I'd shoot an email with a form link. Maybe 1 in 20 people clicked it. Of those, half came back with something like "Great product!" that told exactly nobody anything. And then I'd do nothing with it. It sat in a folder.
So I decided to fix it.
What I tried first
I tested everything:
- Manual collection. I called customers directly and asked them face-to-face. Response rate was 70%, but I can't call 1,000 people. Not scalable.
- Google Forms. Free, but the UX made it feel like a telemarketing survey. Response rate: 4%.
- Competitor tools (Senja, Testimonial.to). Both work well, but they were overkill for what I needed. I was paying $80–100/month for features I wasn't using. Plus, their video collection is behind a paywall upgrade.
- Spreadsheet + Zapier. It worked, but it was janky. No follow-up automation. No dashboard. Just me manually chasing people down.
None of these felt right. The paid tools were too expensive for early-stage. The free ones were too hard to use. Manual work didn't scale. Spreadsheets broke when I had more than 50 testimonials.
What I ended up building
I built something simple: a form that doesn't feel like spam.
- One question at a time. Not five form fields. Not a survey. Just "What was the biggest pain before, and what changed for you?" That's it.
- Video option. Most people pick text. Some send a 30-second video message. Video testimonials convert 2x higher than text, so I made it stupid easy to do.
- Embeddable widget. It displays on my landing page as a rotating Wall of Love. Looks modern but doesn't take two hours to set up.
- Automatic follow-up. If someone doesn't respond in 7 days, they get a gentle reminder. Response rate doubled because of this.
The whole thing took three weeks to build. I automated the parts that were painful in the manual process. Didn't try to solve 15 different use cases. Solved exactly the one I had: getting testimonials from people who just got value, and displaying them where they actually moved conversions.
The numbers
- Response rate: 48% on the first ask (up from 6% on email forms).

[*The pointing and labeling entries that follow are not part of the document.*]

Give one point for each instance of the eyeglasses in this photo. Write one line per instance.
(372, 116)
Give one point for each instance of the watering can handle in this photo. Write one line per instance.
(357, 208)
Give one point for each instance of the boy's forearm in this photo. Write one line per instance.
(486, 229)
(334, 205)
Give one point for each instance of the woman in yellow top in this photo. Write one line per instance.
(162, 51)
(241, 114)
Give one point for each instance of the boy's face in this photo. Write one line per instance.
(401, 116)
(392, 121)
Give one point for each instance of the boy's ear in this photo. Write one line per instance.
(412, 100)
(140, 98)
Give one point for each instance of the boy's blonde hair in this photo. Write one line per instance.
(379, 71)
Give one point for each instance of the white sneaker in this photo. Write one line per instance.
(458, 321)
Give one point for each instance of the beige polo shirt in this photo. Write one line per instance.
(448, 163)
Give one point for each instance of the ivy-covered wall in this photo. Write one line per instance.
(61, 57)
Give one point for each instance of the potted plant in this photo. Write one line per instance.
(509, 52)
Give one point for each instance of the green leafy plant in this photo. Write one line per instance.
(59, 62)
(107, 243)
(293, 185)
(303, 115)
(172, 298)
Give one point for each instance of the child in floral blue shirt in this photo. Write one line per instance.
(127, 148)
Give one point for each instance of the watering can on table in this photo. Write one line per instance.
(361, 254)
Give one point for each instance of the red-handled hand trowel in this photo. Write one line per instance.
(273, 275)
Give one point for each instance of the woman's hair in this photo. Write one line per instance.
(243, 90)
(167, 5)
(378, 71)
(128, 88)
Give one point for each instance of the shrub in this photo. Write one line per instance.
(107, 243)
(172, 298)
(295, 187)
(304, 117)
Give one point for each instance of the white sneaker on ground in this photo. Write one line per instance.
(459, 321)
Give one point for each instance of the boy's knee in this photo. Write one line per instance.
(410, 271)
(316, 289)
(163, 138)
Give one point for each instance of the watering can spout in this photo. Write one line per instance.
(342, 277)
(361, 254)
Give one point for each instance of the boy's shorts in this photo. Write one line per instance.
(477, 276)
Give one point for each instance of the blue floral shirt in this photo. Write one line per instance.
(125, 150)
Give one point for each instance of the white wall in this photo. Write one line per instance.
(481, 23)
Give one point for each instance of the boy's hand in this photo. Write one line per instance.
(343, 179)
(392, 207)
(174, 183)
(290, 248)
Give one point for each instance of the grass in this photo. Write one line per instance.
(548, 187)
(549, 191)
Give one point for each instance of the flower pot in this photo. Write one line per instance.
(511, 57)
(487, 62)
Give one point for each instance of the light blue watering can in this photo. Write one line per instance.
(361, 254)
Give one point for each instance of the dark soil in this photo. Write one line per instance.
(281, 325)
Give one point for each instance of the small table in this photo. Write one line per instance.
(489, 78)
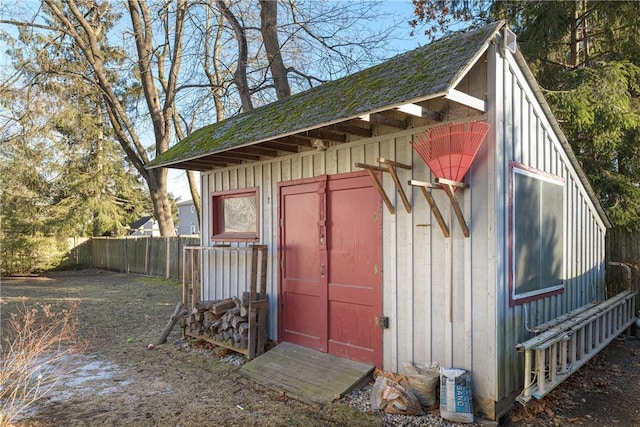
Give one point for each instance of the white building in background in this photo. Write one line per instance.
(145, 226)
(187, 221)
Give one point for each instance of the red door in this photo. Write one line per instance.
(303, 288)
(331, 278)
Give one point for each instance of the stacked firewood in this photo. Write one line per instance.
(225, 321)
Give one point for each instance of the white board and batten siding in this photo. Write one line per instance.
(419, 264)
(530, 140)
(447, 299)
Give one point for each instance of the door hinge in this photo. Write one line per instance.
(382, 322)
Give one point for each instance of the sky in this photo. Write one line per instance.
(399, 11)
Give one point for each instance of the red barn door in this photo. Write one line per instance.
(331, 266)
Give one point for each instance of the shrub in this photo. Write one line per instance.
(36, 343)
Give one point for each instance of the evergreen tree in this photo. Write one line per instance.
(586, 56)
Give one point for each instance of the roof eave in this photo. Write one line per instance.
(173, 164)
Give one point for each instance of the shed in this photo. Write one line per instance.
(372, 257)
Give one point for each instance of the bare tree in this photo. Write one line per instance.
(83, 24)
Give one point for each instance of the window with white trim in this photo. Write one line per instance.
(537, 234)
(235, 215)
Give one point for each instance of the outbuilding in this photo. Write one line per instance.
(428, 209)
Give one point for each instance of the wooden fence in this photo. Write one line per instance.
(152, 256)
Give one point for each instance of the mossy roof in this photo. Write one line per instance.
(411, 76)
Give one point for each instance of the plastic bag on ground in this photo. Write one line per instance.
(423, 383)
(391, 397)
(456, 402)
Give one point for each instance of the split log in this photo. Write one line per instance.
(223, 306)
(177, 314)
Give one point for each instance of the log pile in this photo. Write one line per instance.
(225, 321)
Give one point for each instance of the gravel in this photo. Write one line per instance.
(360, 399)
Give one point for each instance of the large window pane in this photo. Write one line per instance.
(537, 233)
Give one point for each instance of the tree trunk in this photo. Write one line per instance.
(575, 26)
(269, 21)
(195, 195)
(161, 203)
(240, 75)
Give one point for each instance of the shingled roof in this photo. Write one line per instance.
(414, 76)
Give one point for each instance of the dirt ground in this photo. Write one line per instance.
(117, 381)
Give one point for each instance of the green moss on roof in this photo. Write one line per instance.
(416, 74)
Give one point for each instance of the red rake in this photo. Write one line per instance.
(449, 150)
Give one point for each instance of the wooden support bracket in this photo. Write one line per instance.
(390, 166)
(449, 187)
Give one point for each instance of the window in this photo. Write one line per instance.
(235, 215)
(537, 234)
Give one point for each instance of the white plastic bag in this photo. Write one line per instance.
(423, 382)
(456, 400)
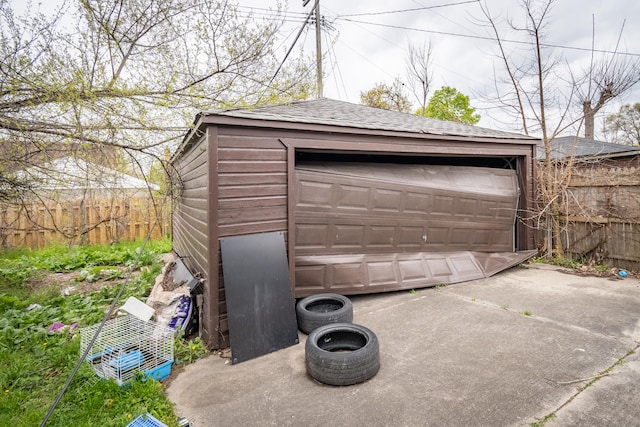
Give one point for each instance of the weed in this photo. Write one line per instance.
(541, 422)
(36, 363)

The timing window matters more than anything — ask within 48 hours of the win.
- Video rate: 18% of respondents chose video. Video testimonials convert 2.3x higher than text when displayed in onboarding emails.
- Time to first testimonial: 3 days (down from 30 when manual).

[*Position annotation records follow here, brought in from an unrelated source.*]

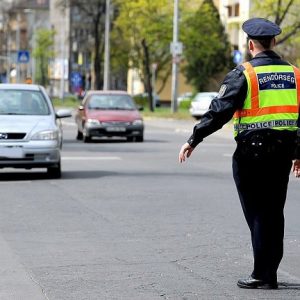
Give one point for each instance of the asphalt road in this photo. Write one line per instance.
(127, 221)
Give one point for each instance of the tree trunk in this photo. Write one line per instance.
(147, 71)
(97, 62)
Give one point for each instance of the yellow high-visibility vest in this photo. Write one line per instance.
(273, 98)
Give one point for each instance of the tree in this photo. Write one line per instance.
(92, 12)
(43, 53)
(285, 13)
(207, 50)
(147, 27)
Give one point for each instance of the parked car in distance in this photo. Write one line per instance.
(184, 96)
(30, 129)
(108, 114)
(145, 96)
(200, 104)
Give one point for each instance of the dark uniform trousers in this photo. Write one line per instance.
(261, 168)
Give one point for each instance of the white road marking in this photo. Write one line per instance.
(91, 158)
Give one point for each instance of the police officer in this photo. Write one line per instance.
(263, 95)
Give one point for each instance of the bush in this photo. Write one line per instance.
(140, 100)
(185, 104)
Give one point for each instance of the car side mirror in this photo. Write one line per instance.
(63, 113)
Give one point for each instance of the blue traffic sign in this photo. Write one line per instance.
(76, 79)
(237, 56)
(23, 56)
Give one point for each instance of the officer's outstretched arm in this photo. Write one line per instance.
(296, 167)
(185, 152)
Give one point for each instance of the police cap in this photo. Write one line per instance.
(261, 29)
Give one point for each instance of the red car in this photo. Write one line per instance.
(108, 114)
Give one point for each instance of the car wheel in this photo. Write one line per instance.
(139, 138)
(54, 171)
(86, 139)
(79, 135)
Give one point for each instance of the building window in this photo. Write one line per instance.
(236, 9)
(229, 7)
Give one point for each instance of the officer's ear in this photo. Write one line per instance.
(250, 45)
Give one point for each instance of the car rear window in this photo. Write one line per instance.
(121, 102)
(21, 102)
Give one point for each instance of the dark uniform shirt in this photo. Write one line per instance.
(231, 97)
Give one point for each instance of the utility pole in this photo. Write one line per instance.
(176, 50)
(18, 45)
(62, 55)
(106, 85)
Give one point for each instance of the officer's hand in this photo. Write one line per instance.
(185, 151)
(296, 168)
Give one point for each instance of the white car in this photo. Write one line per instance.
(200, 104)
(30, 129)
(184, 96)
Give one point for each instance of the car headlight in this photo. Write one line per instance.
(45, 135)
(137, 122)
(93, 122)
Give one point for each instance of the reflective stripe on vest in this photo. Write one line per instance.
(273, 98)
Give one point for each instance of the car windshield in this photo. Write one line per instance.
(118, 102)
(204, 97)
(21, 102)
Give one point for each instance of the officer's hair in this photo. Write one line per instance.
(266, 44)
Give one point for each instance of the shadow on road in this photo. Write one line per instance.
(288, 286)
(34, 176)
(111, 141)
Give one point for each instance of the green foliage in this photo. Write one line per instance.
(150, 21)
(207, 50)
(43, 53)
(140, 100)
(185, 104)
(284, 13)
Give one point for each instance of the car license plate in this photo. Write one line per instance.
(116, 129)
(11, 152)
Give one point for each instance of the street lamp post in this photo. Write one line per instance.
(176, 49)
(106, 72)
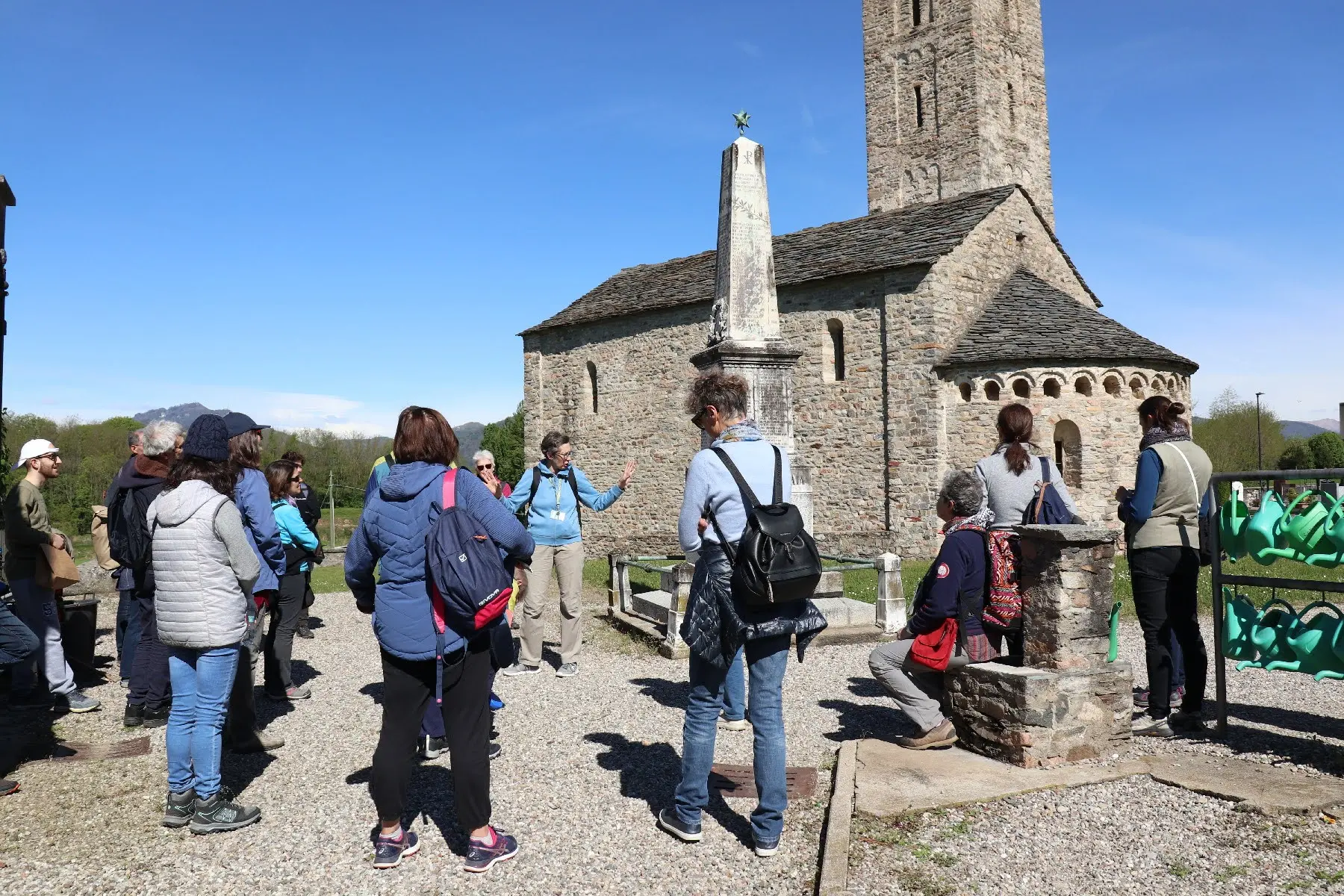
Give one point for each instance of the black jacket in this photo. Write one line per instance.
(717, 623)
(147, 488)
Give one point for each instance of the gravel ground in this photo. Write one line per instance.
(586, 763)
(1136, 836)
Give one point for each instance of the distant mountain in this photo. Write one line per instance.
(1300, 430)
(183, 414)
(468, 438)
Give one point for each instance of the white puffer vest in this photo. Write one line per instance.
(198, 601)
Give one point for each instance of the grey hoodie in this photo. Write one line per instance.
(205, 567)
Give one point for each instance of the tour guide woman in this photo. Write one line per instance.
(953, 588)
(205, 568)
(391, 532)
(717, 623)
(1171, 494)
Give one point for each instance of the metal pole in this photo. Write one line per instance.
(6, 199)
(1260, 449)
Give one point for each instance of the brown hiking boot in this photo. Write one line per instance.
(941, 735)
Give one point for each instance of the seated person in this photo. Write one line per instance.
(954, 588)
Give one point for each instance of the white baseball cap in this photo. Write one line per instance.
(35, 448)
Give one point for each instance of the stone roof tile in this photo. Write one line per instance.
(1033, 323)
(913, 235)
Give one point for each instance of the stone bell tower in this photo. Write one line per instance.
(956, 100)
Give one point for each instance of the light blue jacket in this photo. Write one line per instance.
(556, 500)
(293, 529)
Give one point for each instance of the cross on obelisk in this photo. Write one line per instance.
(745, 323)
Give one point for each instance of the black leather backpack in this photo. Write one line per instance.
(776, 561)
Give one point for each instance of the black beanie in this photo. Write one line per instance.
(208, 438)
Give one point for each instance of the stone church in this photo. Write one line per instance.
(915, 323)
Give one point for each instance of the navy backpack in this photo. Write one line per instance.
(470, 586)
(1048, 508)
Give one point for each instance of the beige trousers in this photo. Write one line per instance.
(567, 561)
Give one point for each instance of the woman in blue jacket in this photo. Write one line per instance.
(553, 491)
(285, 610)
(391, 535)
(252, 494)
(953, 588)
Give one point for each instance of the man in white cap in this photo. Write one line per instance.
(27, 527)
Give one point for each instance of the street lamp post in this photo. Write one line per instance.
(6, 200)
(1260, 449)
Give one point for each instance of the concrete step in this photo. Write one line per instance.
(652, 605)
(847, 612)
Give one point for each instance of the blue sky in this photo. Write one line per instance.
(319, 213)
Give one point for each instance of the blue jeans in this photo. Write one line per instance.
(766, 662)
(202, 682)
(735, 691)
(128, 632)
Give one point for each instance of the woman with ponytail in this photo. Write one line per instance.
(1011, 476)
(1171, 494)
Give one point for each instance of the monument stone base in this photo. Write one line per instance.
(1042, 718)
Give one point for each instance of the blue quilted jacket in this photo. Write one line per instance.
(391, 535)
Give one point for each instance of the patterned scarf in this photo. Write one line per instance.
(1159, 435)
(741, 432)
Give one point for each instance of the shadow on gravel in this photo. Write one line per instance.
(668, 694)
(866, 688)
(860, 721)
(240, 770)
(430, 797)
(650, 771)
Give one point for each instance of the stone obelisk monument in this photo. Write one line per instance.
(745, 324)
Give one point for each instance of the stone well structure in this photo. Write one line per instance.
(1065, 703)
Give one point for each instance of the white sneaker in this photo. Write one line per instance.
(1148, 727)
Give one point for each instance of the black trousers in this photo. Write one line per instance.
(408, 689)
(149, 685)
(285, 612)
(1167, 602)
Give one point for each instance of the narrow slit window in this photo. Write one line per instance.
(836, 331)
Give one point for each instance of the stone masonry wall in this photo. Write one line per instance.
(956, 101)
(1066, 703)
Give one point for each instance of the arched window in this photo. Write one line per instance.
(1068, 453)
(591, 386)
(836, 331)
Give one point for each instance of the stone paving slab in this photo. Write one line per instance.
(892, 781)
(1251, 786)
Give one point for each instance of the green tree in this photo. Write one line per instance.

- Trial-to-paid lift: Conversion went from 12% to 17% over two months after adding testimonials to the landing page. That's a 42% lift just from social proof.

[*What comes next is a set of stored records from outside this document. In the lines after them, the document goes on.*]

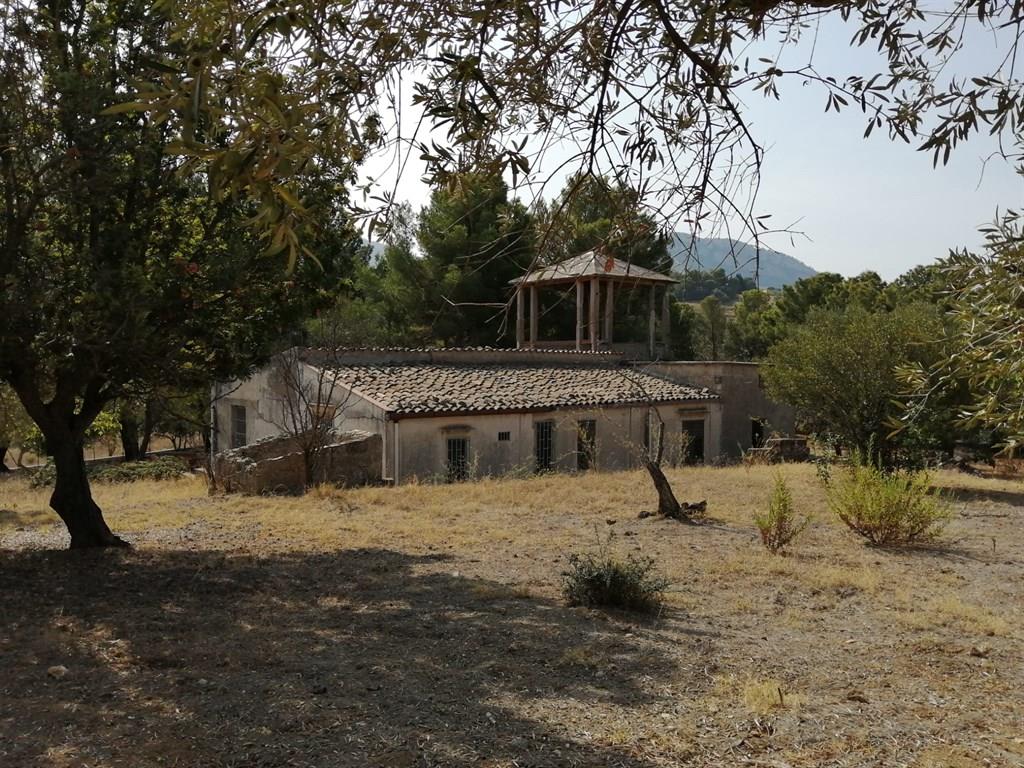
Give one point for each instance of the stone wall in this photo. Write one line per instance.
(275, 465)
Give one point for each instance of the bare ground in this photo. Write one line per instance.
(423, 626)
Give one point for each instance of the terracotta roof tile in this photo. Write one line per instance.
(436, 388)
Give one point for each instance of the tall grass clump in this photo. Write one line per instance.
(607, 582)
(895, 508)
(779, 525)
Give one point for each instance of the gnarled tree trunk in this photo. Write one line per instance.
(668, 505)
(72, 499)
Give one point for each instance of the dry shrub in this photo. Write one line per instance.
(779, 525)
(765, 696)
(889, 509)
(606, 582)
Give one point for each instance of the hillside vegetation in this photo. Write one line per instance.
(774, 269)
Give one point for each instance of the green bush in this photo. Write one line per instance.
(163, 468)
(606, 582)
(779, 525)
(889, 509)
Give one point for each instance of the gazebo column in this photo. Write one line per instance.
(651, 324)
(534, 316)
(667, 323)
(609, 309)
(580, 300)
(520, 318)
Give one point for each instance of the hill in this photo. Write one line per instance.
(776, 268)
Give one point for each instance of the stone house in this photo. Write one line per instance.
(587, 402)
(455, 414)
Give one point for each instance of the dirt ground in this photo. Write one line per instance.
(423, 626)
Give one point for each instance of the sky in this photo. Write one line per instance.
(850, 204)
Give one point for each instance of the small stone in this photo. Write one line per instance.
(57, 672)
(980, 651)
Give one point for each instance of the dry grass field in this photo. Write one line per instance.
(423, 626)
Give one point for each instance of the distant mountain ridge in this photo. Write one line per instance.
(775, 270)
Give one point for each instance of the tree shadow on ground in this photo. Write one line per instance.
(367, 657)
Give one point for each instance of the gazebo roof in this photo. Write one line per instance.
(593, 264)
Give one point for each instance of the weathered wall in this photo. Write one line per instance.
(276, 465)
(743, 398)
(422, 449)
(261, 397)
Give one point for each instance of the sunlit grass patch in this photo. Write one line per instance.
(951, 610)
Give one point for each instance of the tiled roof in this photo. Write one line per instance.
(426, 388)
(594, 264)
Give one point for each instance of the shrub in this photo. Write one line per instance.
(606, 582)
(163, 468)
(889, 509)
(779, 525)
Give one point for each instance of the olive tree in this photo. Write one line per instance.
(118, 272)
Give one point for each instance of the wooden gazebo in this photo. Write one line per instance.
(590, 271)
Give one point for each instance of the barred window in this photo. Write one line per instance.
(586, 444)
(458, 459)
(239, 435)
(544, 432)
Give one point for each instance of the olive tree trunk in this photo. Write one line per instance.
(72, 499)
(668, 505)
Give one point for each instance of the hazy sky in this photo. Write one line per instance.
(860, 204)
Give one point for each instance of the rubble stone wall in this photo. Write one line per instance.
(275, 465)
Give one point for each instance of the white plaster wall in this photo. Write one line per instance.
(253, 393)
(418, 445)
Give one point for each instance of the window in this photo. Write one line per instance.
(693, 432)
(458, 459)
(757, 432)
(544, 432)
(322, 415)
(586, 444)
(239, 435)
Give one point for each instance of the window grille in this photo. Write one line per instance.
(586, 444)
(693, 432)
(458, 459)
(239, 435)
(544, 444)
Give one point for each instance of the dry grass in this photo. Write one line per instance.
(446, 599)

- Retention: Testimonials in onboarding reduced churn from 8% to 5% per month.
The most surprising finding: volume wasn't the play. I had 30 testimonials sitting on a page. Once I isolated the 5–6 best ones (specific outcomes, problems solved, numbers) and rotated them through email sequences, the real lift showed up. Quality + placement over volume, every time.
What I'd do differently
- Ask within 48 hours of the win. I waited weeks and got half the response rate. The moment a customer hits an aha moment, ask then. They remember the before-pain clearly.
- Incentivize specificity, not volume. I started asking for testimonials broadly. Now I have a script: "Tell me one specific thing that changed for you — time saved, cost reduction, confidence." One number matters more than ten generic quotes.
- Own the follow-up. Automated reminders feel pushy, but they work. People want to help if it's easy. They just need a nudge.
- Don't collect until you're ready to deploy. I had 50 testimonials before I used any. Build the embed widget first, then collect the testimonials to fill it. Reversed order wastes both time and momentum.
- Track which testimonials actually convert. Testimonials from founders converted 3x higher than general customer testimonials for my product. I was showing the wrong ones prominently. Data changed what I prioritized.
Building a tool around this
A few people saw what I was doing and asked if I'd sell it. The problem was universal — every founder has the same friction: low response rates, no follow-up automation, testimonials that don't drive conversions because they're scattered and generic.
So I built Glowboard: a testimonial collection tool designed for founders like me. Simple form, video option, Wall of Love widget, automatic follow-up. No $80/month price tag. €39/month, and it solves the exact problem I had.
Founders who were getting 8–12% response rates on manual collection are now hitting 40–50% with the form. Testimonials buried in spreadsheets are now on landing pages moving trial conversion 15–30%. And they're spending 2 hours per month on testimonials instead of 10.
The win wasn't the product. The win was solving the specific friction I felt. Most tools try to be everything. I just solved: "How do I get testimonials without it being painful, and how do I make sure they actually move the needle on conversions?"
The 20% of testimonials that drive 80% of the conversion lift are usually specific, outcome-driven, and identity-matched. The rest are decorative. Once you know which ones those are and put them in the right place, the lift is real.